A post this morning over on Social Media Today talks about how Twitter has an inherent edge over Facebook as an advertising medium. It says that “people do not go to Facebook expecting to see ads.”

I disagree. People expect to see ads on Facebook; they just don’t plan to be clicking on them … and are you suggesting that people go to Twitter expecting to see ads? (Or, at least, more so than they expect to see ads on Facebook?)

It feels like Facebook and Twitter have been with us forever, but it hasn’t really been that long at all.
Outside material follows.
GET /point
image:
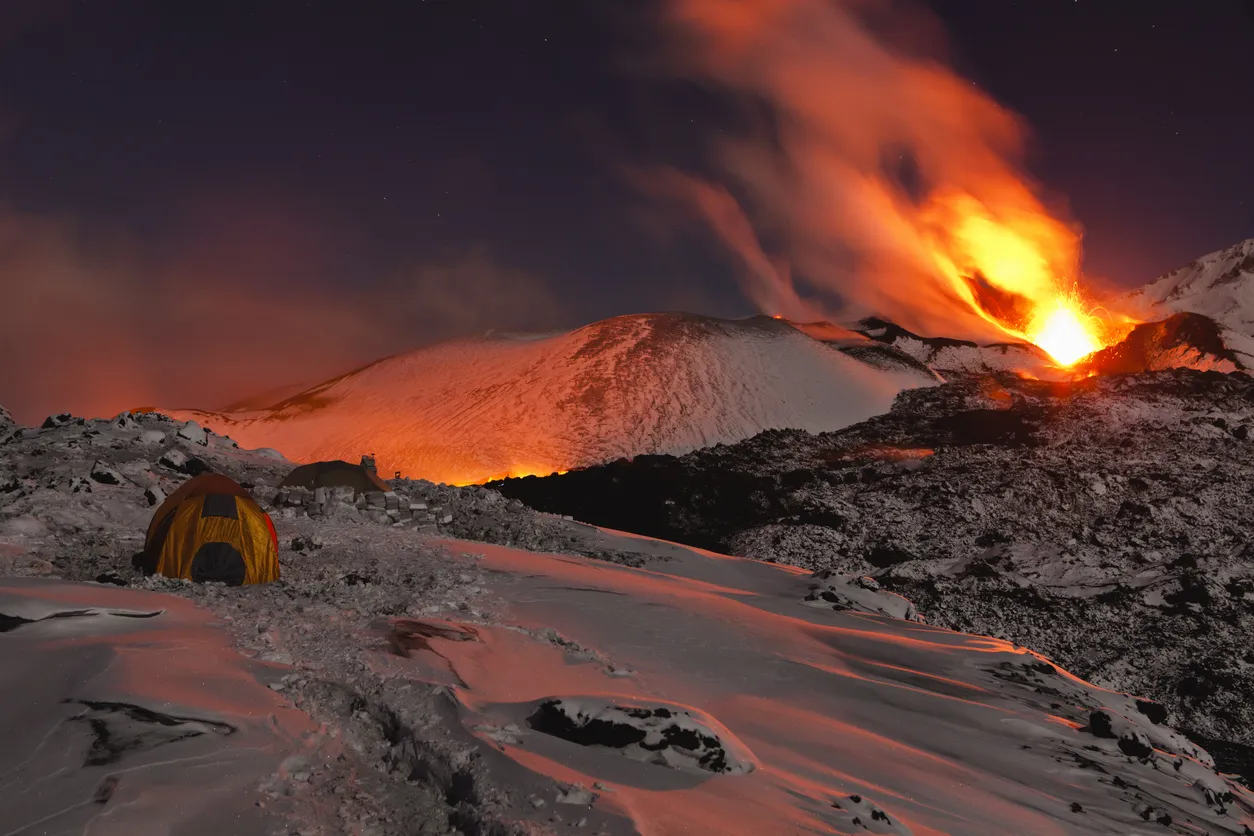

Facebook launched in 2004 while Twitter launched in July 2006.

Still and all, there’s evidently a vast divide between social media experts, who preach interaction and conversation at every available soapbox, and marketers, who’ve never met a method of interrupting people they didn’t embrace.

When, oh when, will marketers as a whole wake up and realize that interruption sucks when it comes to social media?

Instead of thinking “How can we trick someone into seeing our ad?” or “How can we make it harder for someone to close the popup window that contains our ad?” (those light-gray buttons on clear backgrounds are really getting old, people), marketers need to be thinking, “How can we engage people?” and “How can we provide the tools and materials that make it easy for our most passionate customers to spread the word about us?”

Because as far as I can tell, we’re still in pretty much the same place we were about five or six years ago.

Haven’t marketers learned anything in that time?

Takeaway for marketers: Stop thinking print and television. Get with the program, already, willya?